Premi alla Nazionale, Abete replica a Calderoli: ''Paga la Fifa''

Premi alla Nazionale, Abete replica a Calderoli: ''Paga la Fifa''

Continuano a far discutere le parole del ministro della Semplificazione Normativa, Roberto Calderoli, che ha fatto un appello alla Federcalcio affinché riduca i premi previsti per gli azzurri in vista dei Mondiali, ma anche alle società di club perchè rivedano in basso le cifre destinate agli ingaggi.
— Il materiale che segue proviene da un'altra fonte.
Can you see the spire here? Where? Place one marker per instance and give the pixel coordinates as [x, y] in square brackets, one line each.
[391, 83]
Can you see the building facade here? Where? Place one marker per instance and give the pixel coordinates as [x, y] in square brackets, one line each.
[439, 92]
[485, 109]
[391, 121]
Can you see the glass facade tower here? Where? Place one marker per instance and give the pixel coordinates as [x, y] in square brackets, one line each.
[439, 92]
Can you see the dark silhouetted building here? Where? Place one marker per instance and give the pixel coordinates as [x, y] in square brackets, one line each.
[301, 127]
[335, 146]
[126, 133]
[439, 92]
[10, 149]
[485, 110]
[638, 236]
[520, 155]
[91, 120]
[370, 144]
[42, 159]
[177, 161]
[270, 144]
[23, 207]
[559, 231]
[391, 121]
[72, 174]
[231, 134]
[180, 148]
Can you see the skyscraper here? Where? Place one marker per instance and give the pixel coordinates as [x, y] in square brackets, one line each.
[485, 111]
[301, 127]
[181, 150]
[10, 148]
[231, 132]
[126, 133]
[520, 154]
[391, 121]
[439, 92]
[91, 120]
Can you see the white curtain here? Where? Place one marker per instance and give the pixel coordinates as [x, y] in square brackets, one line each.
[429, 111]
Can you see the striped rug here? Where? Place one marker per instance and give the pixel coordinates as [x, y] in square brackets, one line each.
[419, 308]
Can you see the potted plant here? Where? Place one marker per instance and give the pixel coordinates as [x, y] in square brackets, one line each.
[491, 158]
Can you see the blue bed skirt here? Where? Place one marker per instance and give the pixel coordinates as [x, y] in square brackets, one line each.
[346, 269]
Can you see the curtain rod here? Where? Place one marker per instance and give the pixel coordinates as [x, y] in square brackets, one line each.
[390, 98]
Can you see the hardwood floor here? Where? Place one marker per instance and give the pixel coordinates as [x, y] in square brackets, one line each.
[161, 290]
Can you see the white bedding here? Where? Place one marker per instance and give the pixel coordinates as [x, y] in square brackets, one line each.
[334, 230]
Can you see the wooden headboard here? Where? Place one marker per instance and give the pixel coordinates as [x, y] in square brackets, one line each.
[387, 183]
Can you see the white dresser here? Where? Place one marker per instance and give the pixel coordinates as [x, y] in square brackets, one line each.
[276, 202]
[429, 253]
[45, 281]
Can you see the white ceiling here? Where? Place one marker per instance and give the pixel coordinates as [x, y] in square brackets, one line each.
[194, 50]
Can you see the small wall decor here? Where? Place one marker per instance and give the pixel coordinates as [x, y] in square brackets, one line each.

Giancarlo Abete, presidente della Figc, ha replicato, spiegando che eventuali premi in denaro per i prossimi Mondiali saranno finanziati dagli emolumenti garantiti dalla Fifa.

 

Il denaro pubblico non sarà toccato. "E' un dibattito più politico che di politica sportiva", ha detto Abete ha affermato ai microfoni di Rai Radio Uno. "Nel bilancio della federazione c'è un capitolo
dedicato a costi e ricavi di Mondiali ed Europei e in queste sezioni siamo in attivo", ha aggiunto. Abete ha anche precisato che la Federazione non ha ancora discusso con i calciatori della nazionale l'entità dei premi. Gli azzurri intascheranno una ricompensa in denaro soltanto nel caso in cui dovessero chiudere l'avventura ai Mondiali tra le prime tre classificate.

 

Quanto agli stipendi che le società garantiscono ai calciatori Abete ha puntualizzato che "la Figc può fare una operazione di stimolo sui club, ma i club spendono risorse private": "E poi anche i premi per i Mondiali costituirebbero monte imponibile, avere giocatori che guadagnano bene vuol dire introiti per il nostro Stato", ha aggiunto Abete.

 

Polemico il portiere della Nazionale, Gianluigi Buffon: "Se Calderoli mi dice dove dovrebbero andare i nostri possibili non introiti, magari ci potrei fare un pensierino". "Non capisco come mai i politici cavalchino sempre l'onda dei Mondiali per fare certe sparate, per poi fare retromarcia se le cose vanno bene", ha aggiunto.